Consultation

(303) 699-7325

Craig Loucks, MD FRSCS
Peak Orthopedics & Spine

Kinematic Alignment for Total Knee Replacement

In general, total knees are implanted using either Mechanical Axis (MA) alignment OR Kinematic Alignment (KA) Principles. Historically, most total knee replacements were implanted using the mechanical axis method. This method basically cuts every patients knee at the same angles. In other words, the bone cuts around the knee are intended to effectively make every patients knee/leg perfectly straight.

The trouble with this approach, is that we know from decades of research and doing knee replacements, along with the CT scan data of tens of thousands of knee patients, that most patients legs are NOT perfectly straight. Many patients are varus (bow-legged) for most of their life, while some are valgus (knock-knee). The soft-tissues, ligaments, and patella (kneecap) are used to functioning at these pre-existing positions and angles. If we ignore these angles (Mechanical Axis Alignment) and cut every patient perfectly straight, a certain percentage of these patients continue to have pain, swelling and trouble with their knee replacements despite our best efforts.

For these reasons, we have transitioned over the years towards Kinematically Aligned (KA) Total Knee Replacement. Dr. Stephen Howell, our friend and colleague, has been instrumental in teaching knee surgeons around the world the benefits of Kinematically Aligned Total Knee Replacement. Since 2015, we have been following these KA principles and have seen a tremendous benefit in our patients.

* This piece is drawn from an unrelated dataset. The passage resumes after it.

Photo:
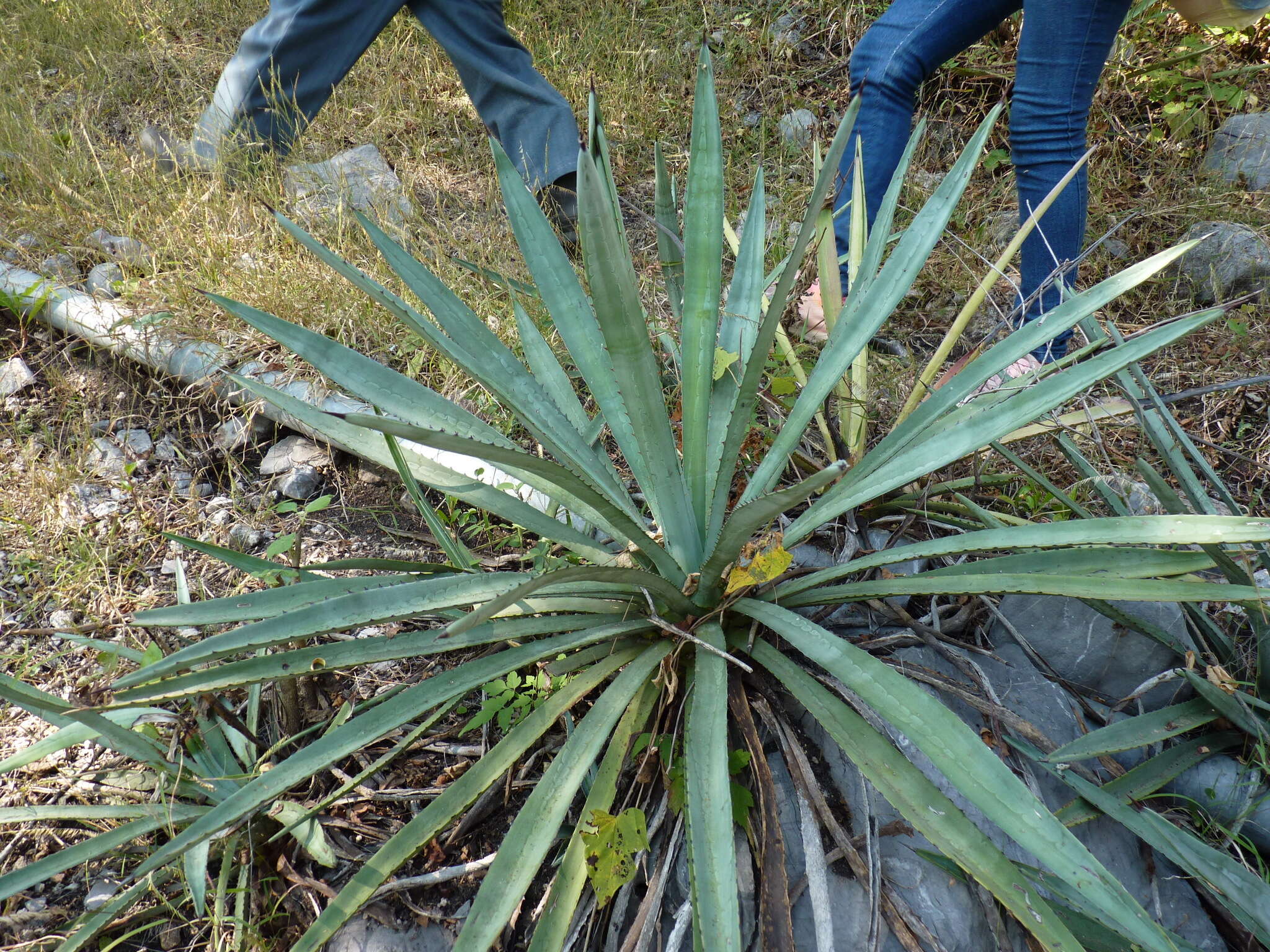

In Kinematic Alignment Total Knee Replacement, we insert the knee in the EXACT position that matches the position of the native knee BEFORE the patient developed arthritis. Effectively, we remove the exact same thickness of bone that matches the thickness of the new metal knee placing the new metal knee in the same position of the original knee. We use our pre-operative CT scan to assist with this planning, however, we have specialized instruments and measuring devices that allow us to do it in the event we cannot get a CT done before surgery. We literally measure each small cut of bone to the millimeter to ensure an accurate reconstruction!